Christopher Harvey, Wells Fargo's head of equity strategy, raised his year-end target for the S&P 500 Index (^GSPC) to 5,535 from 4,625 in a note to clients on Monday. This marks the highest call for the S&P 500 by year-end among strategists surveyed by Yahoo Finance and reflects an increase of about 6% from the benchmark average's opening price on Monday.
Harvey believes the current market moment is allowing investors to hedge against the possibility of stock valuations being too high amid a market rally, giving stocks room to rise further.
“The bull market, AI's secular growth story, and index concentration have shifted investor attention away from traditional relative valuation metrics and toward long-term growth and discount metrics,” Harvey wrote. “As a result of this long-term optimism, investor metrics have lowered and the horizon beyond 2023 appears to have lengthened.”
Mr. Harvey is the latest in a series of strategists to raise their expectations for this year's S&P 500 index, aiming to keep pace with the stock market's strong start to 2024. He noted that U.S. economic growth has exceeded expectations since his team released the report. The outlook for 2024 announced in November shows positive signs for corporate growth.
But given that the S&P 500 index has risen about 9% this year with no significant declines, the index's next rally likely won't come as quickly for investors, Harvey and other strategists said. points out.
Early signs of this were last week as stocks fell, the 10-year Treasury yield (^TNX) hit its highest level since November, and the CBOE Volatility Index (^VIX) posted its biggest weekly gain in more than six months.
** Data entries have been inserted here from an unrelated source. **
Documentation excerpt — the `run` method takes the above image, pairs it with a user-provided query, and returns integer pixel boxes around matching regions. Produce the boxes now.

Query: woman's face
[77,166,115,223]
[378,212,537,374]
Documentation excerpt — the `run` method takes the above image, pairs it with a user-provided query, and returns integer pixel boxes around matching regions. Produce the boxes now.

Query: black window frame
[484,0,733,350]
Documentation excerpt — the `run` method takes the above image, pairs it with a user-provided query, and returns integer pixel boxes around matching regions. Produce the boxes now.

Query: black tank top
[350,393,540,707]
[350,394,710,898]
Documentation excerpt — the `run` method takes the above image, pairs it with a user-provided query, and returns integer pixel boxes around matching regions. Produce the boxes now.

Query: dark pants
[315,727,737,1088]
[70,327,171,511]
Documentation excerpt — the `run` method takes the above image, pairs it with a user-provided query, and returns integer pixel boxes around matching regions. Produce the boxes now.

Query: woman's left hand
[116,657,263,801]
It appears from something. .
“While we think there is some upside potential for stocks going forward, we still expect volatility to spike.” [the first half of 2024] meanwhile [second half of 2024] A “melt-up” is increasingly likely, driven partly by political outcomes that support increased M&A and partly by an expected multi-year easing cycle that supports risk-taking. Yes,” Harvey wrote.
Harvey pointed out that his base case has several important risks. One is a resurgence in inflation, which would change the Fed's current outlook for rate cuts in both 2024 and 2025. The other is a rise in bond yields, with the key being seen as key for the 10-year Treasury yield to remain above 5% for six months. head wind.
Bond yields have risen sharply recently, but the yield on the 10-year note was hovering around 4.43% on Monday, well below the 5% level that Harvey had flagged as a cause for concern.